Manuscripts must be submitted in Microsoft Word. Margins should be at least 1" on both sides and top and bottom and all text should be double-spaced. Materials should appear in the following order:
Abstract (or Introduction) and Key Words
Text (Figure Legends and Tables)
Articles must be limited to 4,000 words (excluding the abstract, references, and figure legends). The reference list should not exceed 50 references, and the total combined number of figures and tables must be six or fewer. Multi-panel figures are acceptable.
All original articles should be submitted with a structured abstract, consisting of no more than 250 words and the following four paragraphs:
Background: Describes the problem being addressed.
Methods: Describes how the study was performed.
Results: Describes the primary results.
Conclusion(s): Reports what authors have concluded from these results, and notes their clinical implications.
The Introduction contains a concise review of the subject area and the rationale for the study. More detailed comparisons to previous work and conclusions of the study should appear in the Discussion section.
Materials and Methods
This section lists the methods used in the study in sufficient detail so that other investigators would be able to reproduce the research. When established methods are used, the author need only refer to previously published reports; however, the authors should provide brief descriptions of methods that are not well known or that have been modified. Identify all drugs and chemicals used, including both generic and, if necessary, proprietary names and doses. The populations for research involving humans should be clearly defined and enrollment dates provided.

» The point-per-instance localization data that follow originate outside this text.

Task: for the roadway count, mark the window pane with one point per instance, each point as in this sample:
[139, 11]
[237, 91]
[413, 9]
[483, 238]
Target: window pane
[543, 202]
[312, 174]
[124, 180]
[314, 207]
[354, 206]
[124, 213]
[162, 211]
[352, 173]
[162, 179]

Results should be presented in a logical sequence with reference to tables, figures, and supplemental material as appropriate.

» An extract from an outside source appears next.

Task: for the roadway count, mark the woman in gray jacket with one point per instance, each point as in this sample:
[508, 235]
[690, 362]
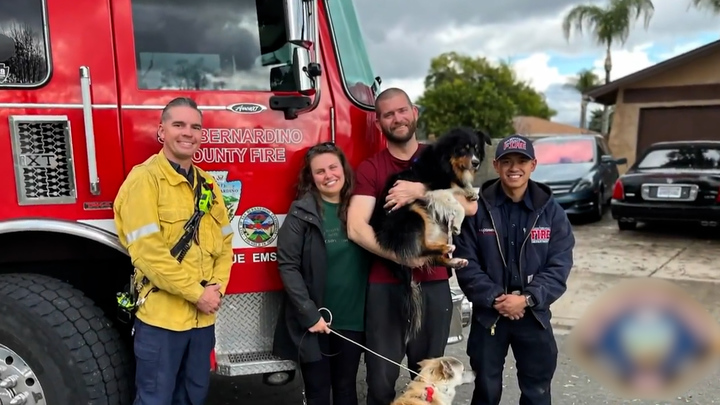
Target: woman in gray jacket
[321, 268]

New and possible important findings of the study should be emphasized, as well as any conclusions that can be drawn. The Discussion should compare the present data to previous findings. Limitations of the experimental methods should be indicated, as should implications for future research.
References should be numbered consecutively in the order in which they appear in the text. A journal, magazine, or newspaper article should be given only one number; a book should be given a different number each time it is mentioned, if different page numbers are cited.

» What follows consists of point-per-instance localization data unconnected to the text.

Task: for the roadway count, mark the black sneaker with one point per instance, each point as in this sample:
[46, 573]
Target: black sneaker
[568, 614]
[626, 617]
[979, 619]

All references are identified, whether they appear in the text, tables, or legends, by English numbers in superscript. Examples of references are given below.
(Corporate Author). Federation Dentaire Internationale. Technical report no. 28. Guidelines for antibiotic prophylaxis of infective endocarditis for dental patients with cardiovascular disease. Int Dent J 1987;37:235.
Tables should be numbered consecutively in English numbers in the order of their appearance in the text. A brief descriptive title should be supplied for each. Explanations, including abbreviations, should be listed as footnotes, not in the heading. Every column should have a heading. Statistical measures of variations such as standard deviation or standard error of the mean should be included as appropriate in the footnotes. Do not use internal horizontal or vertical rules.
Legends should be typed double-spaced with English numbers corresponding to the figure. When arrows, symbols, numbers, or letters are used, explain each clearly in the legend; also explain internal scale, original magnification, and method of staining as appropriate. Panel labels should be in capital letters. Legends should not appear on the same page as the actual figures.
Footnotes should be used only to identify author affiliations; to explain symbols in tables and illustrations; and to identify manufacturers of equipment, medications, materials, and devices. Use the following symbols in the sequence shown: *, †, ‡, §, ‖, ¶, #, **, ††, etc.